By: Allen Jones, Principal Software Engineer, Azure Incubations, Microsoft
The need to detect and react to data changes is pervasive across modern software systems. Whether it’s Kubernetes adapting to resource updates, building management systems responding to sensor shifts, or enterprise applications tracking business state, the ability to act precisely when data in databases or stateful systems changes is critical. Event-driven architectures, underpinned by technologies like Apache Kafka, Azure Event Hubs, and serverless functions, are the go-to solution. Examples include processing IoT telemetry to trigger alerts or handling user activity streams in real-time analytics. Yet, while these systems excel at generic event processing, they demand significant additional effort when the goal is to isolate and respond to specific data changes—a specialized subset of this paradigm we call change-driven architecture.
Drasi, the open-source Data Change Processing platform, is an exciting new option for building change-driven solutions easily.

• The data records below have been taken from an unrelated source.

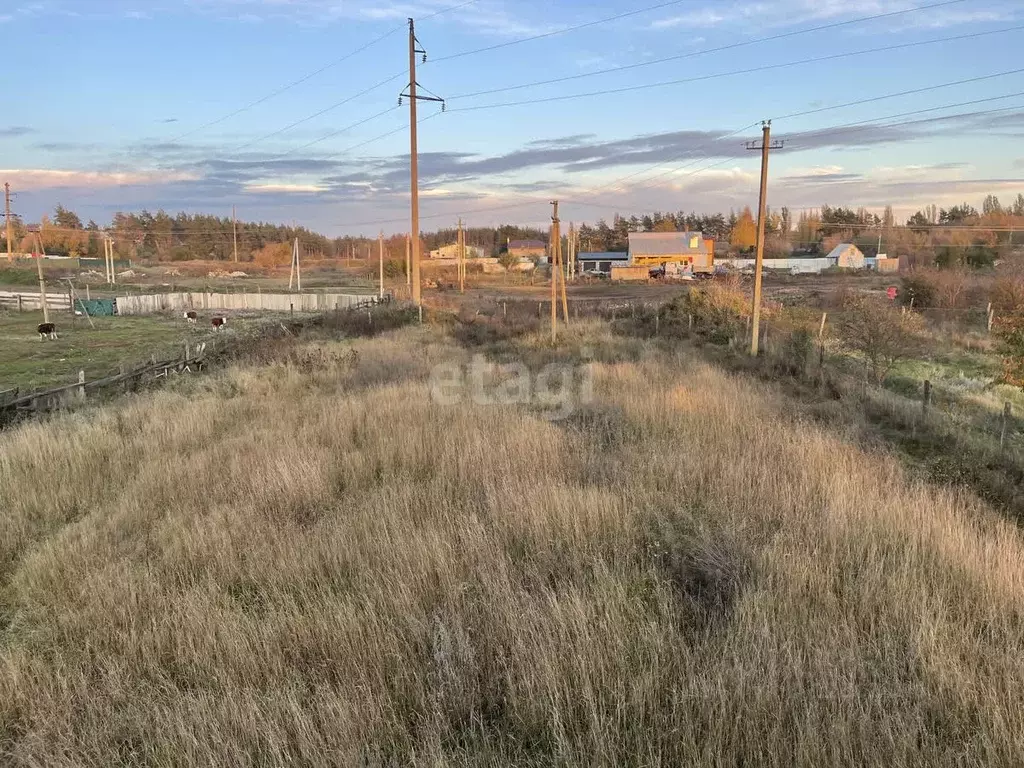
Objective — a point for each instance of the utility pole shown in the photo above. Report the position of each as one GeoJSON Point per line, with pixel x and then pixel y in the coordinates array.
{"type": "Point", "coordinates": [380, 241]}
{"type": "Point", "coordinates": [409, 264]}
{"type": "Point", "coordinates": [766, 144]}
{"type": "Point", "coordinates": [42, 283]}
{"type": "Point", "coordinates": [6, 200]}
{"type": "Point", "coordinates": [414, 159]}
{"type": "Point", "coordinates": [556, 240]}
{"type": "Point", "coordinates": [462, 258]}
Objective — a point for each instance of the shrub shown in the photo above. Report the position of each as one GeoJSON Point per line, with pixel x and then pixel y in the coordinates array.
{"type": "Point", "coordinates": [717, 310]}
{"type": "Point", "coordinates": [882, 333]}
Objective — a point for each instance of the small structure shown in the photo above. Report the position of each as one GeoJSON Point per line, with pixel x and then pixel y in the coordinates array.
{"type": "Point", "coordinates": [452, 252]}
{"type": "Point", "coordinates": [847, 256]}
{"type": "Point", "coordinates": [527, 249]}
{"type": "Point", "coordinates": [685, 249]}
{"type": "Point", "coordinates": [601, 262]}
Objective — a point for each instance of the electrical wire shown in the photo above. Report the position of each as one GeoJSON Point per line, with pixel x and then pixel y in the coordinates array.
{"type": "Point", "coordinates": [288, 87]}
{"type": "Point", "coordinates": [564, 30]}
{"type": "Point", "coordinates": [701, 78]}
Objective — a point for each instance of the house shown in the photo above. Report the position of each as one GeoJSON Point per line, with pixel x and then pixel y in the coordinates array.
{"type": "Point", "coordinates": [847, 256]}
{"type": "Point", "coordinates": [685, 249]}
{"type": "Point", "coordinates": [452, 252]}
{"type": "Point", "coordinates": [600, 262]}
{"type": "Point", "coordinates": [527, 248]}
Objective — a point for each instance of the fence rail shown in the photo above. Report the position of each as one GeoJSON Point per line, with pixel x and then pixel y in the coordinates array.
{"type": "Point", "coordinates": [31, 301]}
{"type": "Point", "coordinates": [279, 302]}
{"type": "Point", "coordinates": [48, 399]}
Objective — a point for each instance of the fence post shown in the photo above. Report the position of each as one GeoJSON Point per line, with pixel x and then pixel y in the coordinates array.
{"type": "Point", "coordinates": [1007, 413]}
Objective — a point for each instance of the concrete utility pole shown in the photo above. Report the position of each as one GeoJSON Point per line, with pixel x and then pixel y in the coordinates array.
{"type": "Point", "coordinates": [556, 240]}
{"type": "Point", "coordinates": [380, 241]}
{"type": "Point", "coordinates": [414, 159]}
{"type": "Point", "coordinates": [766, 144]}
{"type": "Point", "coordinates": [42, 283]}
{"type": "Point", "coordinates": [6, 201]}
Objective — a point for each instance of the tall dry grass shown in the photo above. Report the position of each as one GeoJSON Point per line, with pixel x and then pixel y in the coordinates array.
{"type": "Point", "coordinates": [310, 563]}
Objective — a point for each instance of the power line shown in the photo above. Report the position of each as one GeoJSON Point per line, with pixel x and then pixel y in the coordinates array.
{"type": "Point", "coordinates": [321, 113]}
{"type": "Point", "coordinates": [288, 87]}
{"type": "Point", "coordinates": [692, 54]}
{"type": "Point", "coordinates": [701, 78]}
{"type": "Point", "coordinates": [311, 75]}
{"type": "Point", "coordinates": [900, 93]}
{"type": "Point", "coordinates": [563, 31]}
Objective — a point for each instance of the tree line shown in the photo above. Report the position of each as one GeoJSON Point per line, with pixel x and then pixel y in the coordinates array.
{"type": "Point", "coordinates": [944, 237]}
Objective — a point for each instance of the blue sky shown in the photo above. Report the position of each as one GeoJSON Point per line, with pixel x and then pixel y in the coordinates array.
{"type": "Point", "coordinates": [124, 104]}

This article explores how Drasi’s unique capabilities—centered around clearly defined change semantics, the continuous query pattern, and the reaction pattern—provide a more efficient and effective alternative to traditional event-driven implementations. By codifying consistent patterns and reducing complexity, Drasi empowers solution architects and developers to build responsive systems faster with greater precision and less complexity, which makes them less brittle and easier to update as solution requirements change.
The Limits of Generic Event Processing
Event-driven architectures are powerful options for handling high-volume data streams to support data transfer, aggregation, and analytics use cases, but they fall short when the task is to react to specific, often complex and contextual, data transitions. Developers must bridge the gap between generic events and actionable changes, often by:
- Parsing general purpose event payloads to infer state changes e.g., decoding Kubernetes pod events to detect a "Running" to "Failed" transition. Because the implementor of the event generating system does not know all possible consumer use cases, they often produce very generic events (e.g. xxxAdded, xxxUpdated, xxxDeleted), or large all-encompassing event documents to accommodate as many uses cases as possible,
- Filtering irrelevant events to isolate meaningful updates e.g., sifting through audit logs to identify compliance violations. Most event generating system don’t produce just the events consumers need, they produce a firehose of events covering everything in the system, leaving it to the consumer to filter this down to what they need.
- Maintaining state to track context across events e.g., aggregating inventory transactions to detect threshold breaches. Most events relate to a single thing occurring. In the case of updates, they sometimes provide before and after versions of the changed data, but they lack any ability to relate the change to other elements of the system. The consumer must create and maintain an accurate set of state.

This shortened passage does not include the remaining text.